Epargnées par la crise politique qui secoue le pays depuis septembre dernier, les exportations ivoiriennes se portent bien. Les services des douanes, qui fournissent près de la moitié des recettes de l’Etat, ont dépassé leurs prévisions pour l’année 2002. Un résultat malgré tout décevant pour le Directeur du commerce extérieur, Charles Jérôme Gauz. Explications.
La Côte d’Ivoire est toujours économiquement débout. La crise politique n’a eu, pour l’instant, que des effets marginaux sur le commerce extérieur, l’une des principales mannes financières de l’Etat. Si les recettes douanières ont dépassé les prévisions pour 2002, elles laissent toutefois un goût amer aux autorités qui espéraient davantage. Charles Jérôme Gauz, Directeur du commerce extérieur, nous explique pourquoi les exportations ivoiriennes ont été épargnées par les événements militaires. S’il s’attend à des perturbations pour le premier trimestre 2003, il se montre confiant dans les atouts de la Côte d’Ivoire pour récupérer les partenaires économiques qu’elle a perdus.

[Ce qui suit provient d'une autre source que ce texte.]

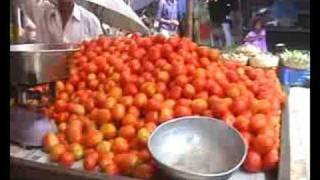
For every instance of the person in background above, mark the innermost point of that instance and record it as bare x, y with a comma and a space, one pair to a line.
219, 11
167, 17
58, 21
257, 36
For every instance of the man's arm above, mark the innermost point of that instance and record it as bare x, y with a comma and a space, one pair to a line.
95, 26
34, 9
159, 13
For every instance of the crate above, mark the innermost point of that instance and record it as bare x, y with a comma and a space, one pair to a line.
294, 77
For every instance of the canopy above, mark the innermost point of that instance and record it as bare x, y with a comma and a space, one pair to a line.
115, 13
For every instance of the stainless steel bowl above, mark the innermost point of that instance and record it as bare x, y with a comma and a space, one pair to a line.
196, 147
32, 64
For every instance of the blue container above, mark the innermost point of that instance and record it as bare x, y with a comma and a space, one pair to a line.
294, 77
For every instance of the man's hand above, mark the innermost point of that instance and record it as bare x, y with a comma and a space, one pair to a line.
175, 22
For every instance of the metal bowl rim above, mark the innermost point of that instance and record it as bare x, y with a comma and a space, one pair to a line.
69, 47
230, 171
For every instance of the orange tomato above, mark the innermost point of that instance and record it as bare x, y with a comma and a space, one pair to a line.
108, 130
120, 145
49, 141
127, 132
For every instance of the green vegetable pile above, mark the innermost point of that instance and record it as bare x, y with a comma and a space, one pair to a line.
296, 59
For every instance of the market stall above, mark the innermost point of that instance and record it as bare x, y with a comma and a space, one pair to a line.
116, 92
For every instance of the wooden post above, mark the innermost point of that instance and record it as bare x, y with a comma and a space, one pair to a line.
189, 18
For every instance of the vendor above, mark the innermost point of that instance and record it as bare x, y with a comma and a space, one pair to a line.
57, 21
167, 17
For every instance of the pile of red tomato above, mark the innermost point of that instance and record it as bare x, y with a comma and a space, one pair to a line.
122, 88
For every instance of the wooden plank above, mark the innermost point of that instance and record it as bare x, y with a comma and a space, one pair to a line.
284, 165
25, 169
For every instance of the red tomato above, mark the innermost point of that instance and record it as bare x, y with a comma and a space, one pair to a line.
258, 122
263, 144
271, 160
181, 110
253, 162
90, 162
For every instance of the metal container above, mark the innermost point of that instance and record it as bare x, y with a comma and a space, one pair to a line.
32, 64
196, 147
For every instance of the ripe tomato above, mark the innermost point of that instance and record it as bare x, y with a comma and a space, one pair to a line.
271, 160
253, 162
56, 151
112, 169
140, 100
262, 144
144, 171
239, 105
154, 105
77, 150
90, 162
166, 114
175, 92
189, 91
108, 130
92, 138
105, 160
49, 141
120, 145
143, 135
118, 112
103, 147
199, 106
242, 123
126, 161
74, 131
150, 126
247, 137
127, 132
181, 110
144, 155
103, 116
258, 122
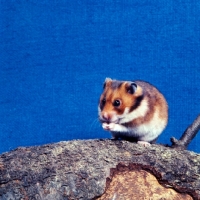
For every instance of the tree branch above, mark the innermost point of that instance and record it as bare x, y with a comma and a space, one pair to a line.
187, 136
84, 170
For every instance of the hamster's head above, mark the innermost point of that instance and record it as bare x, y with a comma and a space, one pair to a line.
118, 99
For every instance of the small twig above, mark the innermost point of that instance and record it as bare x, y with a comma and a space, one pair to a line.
187, 136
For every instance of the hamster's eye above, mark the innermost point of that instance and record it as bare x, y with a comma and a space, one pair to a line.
116, 103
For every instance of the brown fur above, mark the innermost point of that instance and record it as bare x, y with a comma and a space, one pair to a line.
155, 99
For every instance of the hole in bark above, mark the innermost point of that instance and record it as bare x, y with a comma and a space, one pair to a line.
138, 184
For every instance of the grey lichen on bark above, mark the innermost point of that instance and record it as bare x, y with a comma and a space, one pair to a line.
84, 169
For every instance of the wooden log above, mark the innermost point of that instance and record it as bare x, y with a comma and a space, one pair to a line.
93, 169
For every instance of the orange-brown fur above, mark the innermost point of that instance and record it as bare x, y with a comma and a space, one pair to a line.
156, 103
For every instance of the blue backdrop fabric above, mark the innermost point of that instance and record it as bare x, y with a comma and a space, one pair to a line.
55, 55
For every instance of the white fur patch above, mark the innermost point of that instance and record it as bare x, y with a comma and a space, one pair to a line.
138, 112
151, 130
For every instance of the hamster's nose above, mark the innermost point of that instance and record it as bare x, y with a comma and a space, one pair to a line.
106, 117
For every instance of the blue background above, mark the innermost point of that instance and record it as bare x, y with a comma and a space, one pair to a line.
55, 55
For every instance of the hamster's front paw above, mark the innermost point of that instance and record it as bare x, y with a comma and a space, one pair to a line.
108, 127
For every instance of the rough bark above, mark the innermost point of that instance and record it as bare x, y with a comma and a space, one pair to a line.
87, 169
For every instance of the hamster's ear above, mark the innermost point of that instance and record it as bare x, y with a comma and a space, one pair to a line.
106, 81
132, 87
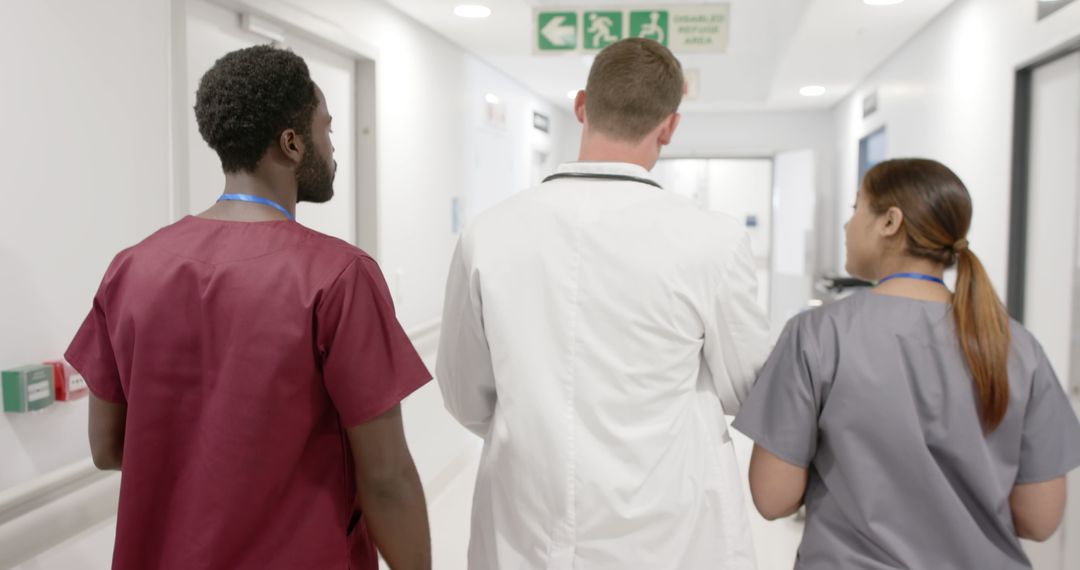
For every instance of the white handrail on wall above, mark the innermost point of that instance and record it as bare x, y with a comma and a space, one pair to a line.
34, 519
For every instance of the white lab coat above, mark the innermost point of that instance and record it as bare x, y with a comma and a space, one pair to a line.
593, 329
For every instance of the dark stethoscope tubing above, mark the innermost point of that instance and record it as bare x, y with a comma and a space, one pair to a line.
607, 177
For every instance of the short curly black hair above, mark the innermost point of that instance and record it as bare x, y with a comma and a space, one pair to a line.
248, 98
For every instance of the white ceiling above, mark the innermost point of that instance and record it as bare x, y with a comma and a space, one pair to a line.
775, 46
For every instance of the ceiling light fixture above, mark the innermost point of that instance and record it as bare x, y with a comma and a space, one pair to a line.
472, 11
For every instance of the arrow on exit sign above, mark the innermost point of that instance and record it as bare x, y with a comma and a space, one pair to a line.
557, 31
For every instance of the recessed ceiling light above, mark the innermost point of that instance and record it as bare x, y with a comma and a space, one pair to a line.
473, 11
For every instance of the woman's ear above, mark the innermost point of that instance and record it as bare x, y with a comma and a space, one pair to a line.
891, 221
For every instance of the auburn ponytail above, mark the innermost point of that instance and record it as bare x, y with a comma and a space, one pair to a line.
937, 209
982, 326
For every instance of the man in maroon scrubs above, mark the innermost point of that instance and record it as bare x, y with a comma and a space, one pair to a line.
246, 371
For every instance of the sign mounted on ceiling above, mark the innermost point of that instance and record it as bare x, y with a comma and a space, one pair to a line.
682, 28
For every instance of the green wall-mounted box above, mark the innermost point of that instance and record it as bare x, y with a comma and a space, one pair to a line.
28, 389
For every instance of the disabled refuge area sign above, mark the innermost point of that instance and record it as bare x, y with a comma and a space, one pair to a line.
682, 28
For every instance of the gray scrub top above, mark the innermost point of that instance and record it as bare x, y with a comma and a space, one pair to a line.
874, 395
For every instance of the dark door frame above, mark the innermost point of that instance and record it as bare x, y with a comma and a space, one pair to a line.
1021, 175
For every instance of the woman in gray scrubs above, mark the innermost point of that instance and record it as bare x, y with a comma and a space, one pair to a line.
922, 428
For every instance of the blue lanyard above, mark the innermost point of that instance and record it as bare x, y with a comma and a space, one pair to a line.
921, 276
257, 200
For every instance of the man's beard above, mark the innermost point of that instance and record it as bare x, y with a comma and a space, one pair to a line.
314, 177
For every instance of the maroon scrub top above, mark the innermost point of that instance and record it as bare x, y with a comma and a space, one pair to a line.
243, 350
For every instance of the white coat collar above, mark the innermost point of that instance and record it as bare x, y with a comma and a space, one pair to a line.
605, 170
619, 168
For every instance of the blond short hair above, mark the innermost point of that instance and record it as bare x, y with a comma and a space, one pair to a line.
633, 86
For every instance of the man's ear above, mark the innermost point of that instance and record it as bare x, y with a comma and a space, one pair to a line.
579, 106
667, 129
291, 145
891, 221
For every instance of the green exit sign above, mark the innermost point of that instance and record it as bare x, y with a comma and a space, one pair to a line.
557, 31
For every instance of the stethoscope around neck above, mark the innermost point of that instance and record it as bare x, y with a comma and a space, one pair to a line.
606, 177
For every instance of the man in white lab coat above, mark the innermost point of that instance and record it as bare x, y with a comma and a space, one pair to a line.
596, 330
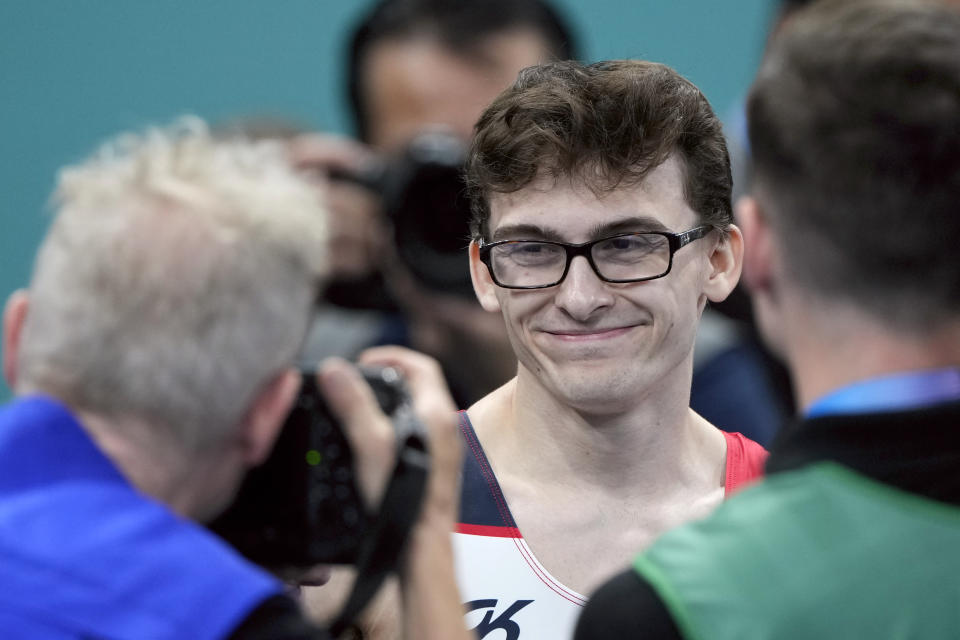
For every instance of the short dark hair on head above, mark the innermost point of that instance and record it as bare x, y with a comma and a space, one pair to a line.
854, 124
605, 124
459, 24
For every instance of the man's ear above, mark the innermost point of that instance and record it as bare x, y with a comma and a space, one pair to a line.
483, 284
726, 262
758, 261
266, 416
14, 317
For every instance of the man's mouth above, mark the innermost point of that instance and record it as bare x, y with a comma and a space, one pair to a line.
583, 335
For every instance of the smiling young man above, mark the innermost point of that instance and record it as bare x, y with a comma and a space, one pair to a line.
602, 228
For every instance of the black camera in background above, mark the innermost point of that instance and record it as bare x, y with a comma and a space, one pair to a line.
424, 199
302, 507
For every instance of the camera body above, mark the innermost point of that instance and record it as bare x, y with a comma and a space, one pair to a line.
302, 506
424, 197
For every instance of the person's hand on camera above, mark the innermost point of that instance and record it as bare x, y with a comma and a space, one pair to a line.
369, 432
431, 604
435, 408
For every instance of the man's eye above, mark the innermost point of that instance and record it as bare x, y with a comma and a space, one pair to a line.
528, 252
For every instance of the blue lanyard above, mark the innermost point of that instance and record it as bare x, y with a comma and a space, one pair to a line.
890, 393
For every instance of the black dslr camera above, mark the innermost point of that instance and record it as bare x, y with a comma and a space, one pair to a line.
424, 197
302, 506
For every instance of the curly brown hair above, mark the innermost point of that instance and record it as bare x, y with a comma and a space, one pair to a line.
606, 124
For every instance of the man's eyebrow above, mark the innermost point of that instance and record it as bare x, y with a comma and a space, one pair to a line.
634, 224
525, 232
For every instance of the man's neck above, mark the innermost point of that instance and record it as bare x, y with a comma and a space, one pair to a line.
653, 442
828, 351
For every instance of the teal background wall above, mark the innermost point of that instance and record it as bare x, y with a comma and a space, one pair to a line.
73, 72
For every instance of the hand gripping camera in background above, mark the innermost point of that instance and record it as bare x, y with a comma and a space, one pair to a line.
302, 507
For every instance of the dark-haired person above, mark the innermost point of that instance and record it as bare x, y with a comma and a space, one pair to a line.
416, 66
602, 228
852, 233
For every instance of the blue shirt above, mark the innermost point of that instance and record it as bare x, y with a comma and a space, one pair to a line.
83, 554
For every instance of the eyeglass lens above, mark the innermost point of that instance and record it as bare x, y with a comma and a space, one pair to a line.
624, 257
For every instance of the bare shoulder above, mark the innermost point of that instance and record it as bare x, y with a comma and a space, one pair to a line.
493, 411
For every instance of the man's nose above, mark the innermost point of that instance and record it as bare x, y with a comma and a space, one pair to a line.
582, 293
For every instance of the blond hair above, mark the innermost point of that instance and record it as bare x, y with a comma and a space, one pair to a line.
176, 280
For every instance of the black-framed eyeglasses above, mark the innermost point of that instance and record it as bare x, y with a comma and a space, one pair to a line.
625, 257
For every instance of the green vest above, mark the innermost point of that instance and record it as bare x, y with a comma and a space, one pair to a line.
819, 553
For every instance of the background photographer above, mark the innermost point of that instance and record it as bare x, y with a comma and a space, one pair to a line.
420, 67
151, 360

Afrik : L’économie ivoirienne affiche une bonne santé alors que le pays est en conflit et que les frontières avec ses principaux partenaires économiques régionaux sont fermées depuis près de 4 mois. N’est-ce pas paradoxal ?
Charles Jérôme Gauz : Pas vraiment. Les recettes douanières représentent 40 à 45% des recettes de l’Etat. Or les produits qui nous viennent du Mali et du Burkina, jusqu’au port d’Abidjan, ne sont que des produits de transit. Ils utilisent nos infrastructures pour le magasinage. Ils ne font pas l’objet de droits d’entrée et n’ont, en conséquence, qu’une faible incidence sur les recettes douanières.
Afrik : Quelles sont les principales sources de revenu des services douaniers ?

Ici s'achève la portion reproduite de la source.